Again, depending on the urgency of your move, it could be worth it to pay the penalty fee, but following the timeline laid out in your original contract can also save you a pretty penny.
How Do You Know if You Have a Prepayment Penalty?
It is very easy to find out if your refinanced mortgage comes with a prepayment penalty. You don’t even need to make a phone call to do so. By law, your lender should have disclosed the fee on all of the following documents:
- Your monthly bill
- Your mortgage coupon book, if you have one
- Any other communication from the lender about your loan, including information about payments and interest rates
Your Deed or Mortgage Note should also clearly disclose the fee if there is one in your contract.
Does Your Lender Have Owner Occupancy Requirements?
Another legal obstacle that could prevent you from selling your house just after refinancing is something called “owner occupancy requirements.”
As you can tell from their name, these requirements require the person who signs for the loan to live on the property (or at least own it!) for a set amount of time after the refinancing.
Because of this, you could get into real legal trouble if you decide to sell your home too soon after refinancing, as some lenders could consider your actions to be mortgage fraud.
Make sure you really read the fine print of your new mortgage agreement, so you can move fast, if the situation requires.
The average length of time for an owner occupancy requirement is about 12 months.

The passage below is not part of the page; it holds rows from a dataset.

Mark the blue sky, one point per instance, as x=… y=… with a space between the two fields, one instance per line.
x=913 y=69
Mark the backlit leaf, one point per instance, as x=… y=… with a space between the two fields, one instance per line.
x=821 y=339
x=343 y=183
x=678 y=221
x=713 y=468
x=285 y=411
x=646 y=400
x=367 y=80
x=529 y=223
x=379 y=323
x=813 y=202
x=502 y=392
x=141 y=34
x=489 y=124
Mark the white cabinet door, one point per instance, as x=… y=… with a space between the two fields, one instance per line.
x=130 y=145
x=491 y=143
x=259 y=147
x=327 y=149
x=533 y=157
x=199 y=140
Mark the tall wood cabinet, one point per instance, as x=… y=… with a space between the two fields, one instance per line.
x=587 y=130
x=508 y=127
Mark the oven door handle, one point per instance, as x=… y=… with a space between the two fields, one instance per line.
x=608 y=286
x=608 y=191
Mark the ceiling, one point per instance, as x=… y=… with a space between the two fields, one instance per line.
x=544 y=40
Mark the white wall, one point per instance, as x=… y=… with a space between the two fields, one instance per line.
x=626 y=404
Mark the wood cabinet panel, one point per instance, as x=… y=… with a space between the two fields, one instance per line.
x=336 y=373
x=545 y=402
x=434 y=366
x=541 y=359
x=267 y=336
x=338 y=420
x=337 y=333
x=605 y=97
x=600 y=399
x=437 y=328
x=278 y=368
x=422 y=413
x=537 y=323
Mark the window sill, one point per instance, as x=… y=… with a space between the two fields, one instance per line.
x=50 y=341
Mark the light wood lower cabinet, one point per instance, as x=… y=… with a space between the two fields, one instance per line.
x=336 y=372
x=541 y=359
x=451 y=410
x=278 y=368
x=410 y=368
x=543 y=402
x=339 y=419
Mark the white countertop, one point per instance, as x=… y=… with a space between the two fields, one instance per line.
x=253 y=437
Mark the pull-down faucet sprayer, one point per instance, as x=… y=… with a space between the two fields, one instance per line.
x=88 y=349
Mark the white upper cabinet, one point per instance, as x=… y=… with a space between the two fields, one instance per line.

You Are Legally Clear – Should You Sell?
After making sure that you are not on the hook for a prepayment penalty fee or an owner occupancy requirement, the question of how long after refinancing can you sell your house becomes one of pure financial sense.
Much like when you originally closed on your home, there are still “closing costs” associated with refinancing a mortgage.
For example, you will have to pay for a Title Search to ensure there is no claim of ownership from anyone else on your property. You will also have to pay a Mortgage Application fee, so your lender can check your credit and process your loan. Lastly, you will need to pay a Loan Origination Fee, which you will use for the underwriting and funding of your new loan.
Before choosing to sell your home after refinancing, it’s important to understand the amount of profit you stand to make. Sometimes the local market is such that these closing costs or potential penalties can easily be recouped from the sale of the home.
If this is the case – sell!
One Last Thing: Negative Equity
Negative Equity is when you currently owe more on the mortgage of your home then your home would sell for on the current market. If you have refinanced your home to try and escape negative equity, selling soon after is usually a poor choice that would result in more financial stress and uncertainty.